J. Larry Nichols - Chairman, CEO
As you know with the Barnett, we have a very strong position there and a lot of acreage, and a lot of potential, and we outlined that in September. Our central division team, and our team in the Fort Worth Basin have done a great job optimizing our production activity there, and moving forward with our drilling programs both in the core, which has been significant this year, and emerging in the non-core area. As John mentioned, we've had some success, continued success, with the horizontal wells in particular in Johnson county, which we've begun to see, both improved recovery and improved initial production rate, which is part of our plan going forward, to continue to move in intelligently, use the technology and our understanding to optimize the performance, and then move forward with the expansion, in particular in the non-core area.

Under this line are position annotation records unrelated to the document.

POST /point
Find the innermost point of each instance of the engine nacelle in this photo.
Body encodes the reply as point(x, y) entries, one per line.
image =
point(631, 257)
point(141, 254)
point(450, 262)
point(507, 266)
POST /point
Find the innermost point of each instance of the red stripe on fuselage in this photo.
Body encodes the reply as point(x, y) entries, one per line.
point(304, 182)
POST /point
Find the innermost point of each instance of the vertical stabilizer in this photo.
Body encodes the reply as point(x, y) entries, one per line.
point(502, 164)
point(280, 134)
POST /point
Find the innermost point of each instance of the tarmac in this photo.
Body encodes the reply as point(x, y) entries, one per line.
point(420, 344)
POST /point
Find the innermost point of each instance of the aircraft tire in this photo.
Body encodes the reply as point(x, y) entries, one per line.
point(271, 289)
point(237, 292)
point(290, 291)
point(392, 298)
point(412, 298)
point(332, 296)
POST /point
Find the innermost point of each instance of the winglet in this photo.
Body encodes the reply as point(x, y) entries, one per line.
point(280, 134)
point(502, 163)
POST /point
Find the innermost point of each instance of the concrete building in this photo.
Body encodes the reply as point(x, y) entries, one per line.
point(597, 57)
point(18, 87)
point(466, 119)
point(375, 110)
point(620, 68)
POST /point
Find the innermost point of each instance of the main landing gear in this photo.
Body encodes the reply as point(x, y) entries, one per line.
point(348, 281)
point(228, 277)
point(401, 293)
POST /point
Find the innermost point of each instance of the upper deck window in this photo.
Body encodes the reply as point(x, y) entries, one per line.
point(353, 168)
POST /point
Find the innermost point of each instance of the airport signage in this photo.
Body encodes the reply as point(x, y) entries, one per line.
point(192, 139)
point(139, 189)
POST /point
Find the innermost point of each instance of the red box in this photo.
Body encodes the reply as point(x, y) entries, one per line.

What you're seeing is partly a result of that, and the performance that our teams delivered there. Going forward, as we looked at it on a risk basis, we thought we would hold the Barnett relatively flat, as we continue to refine our drilling technology, and our completion technology and begin to ramp up our drilling activity, as John had mentioned, to something upwards toward 100 wells next year in the non-core. So, there's potential to do better than that, certainly, and we are really focused on that. We'll just see how it turns out. Right now we are confident with our current view going forward with flat production on a risk basis, should things go our way we push it harder and hopefully see improvements in that area.
Robert Morris - Analyst
How about the horizontal infills inside the core area. Are those coming in better or in line with expectations?
J. Larry Nichols - Chairman, CEO
I think they're, basically leading our expectations as we're moving forward. We're relatively early in the program in the New York presentation we talked about them as longitudinal wells where we're drilling these infield horizontal wells. We've had some early results on a well or two that are very encouraging. We had one that was not so encouraging, but we're continuing to use that as a pilot, and as I said before, get our arms around the technology then expand that program with the opportunities we have in the core with our tremendous acreage position we have there.
Robert Morris - Analyst
Great. Thank you.
Vince White - IR
That concludes the hour, and as I said earlier, we'll be available for the rest of the day. Thank you for joining us for the call.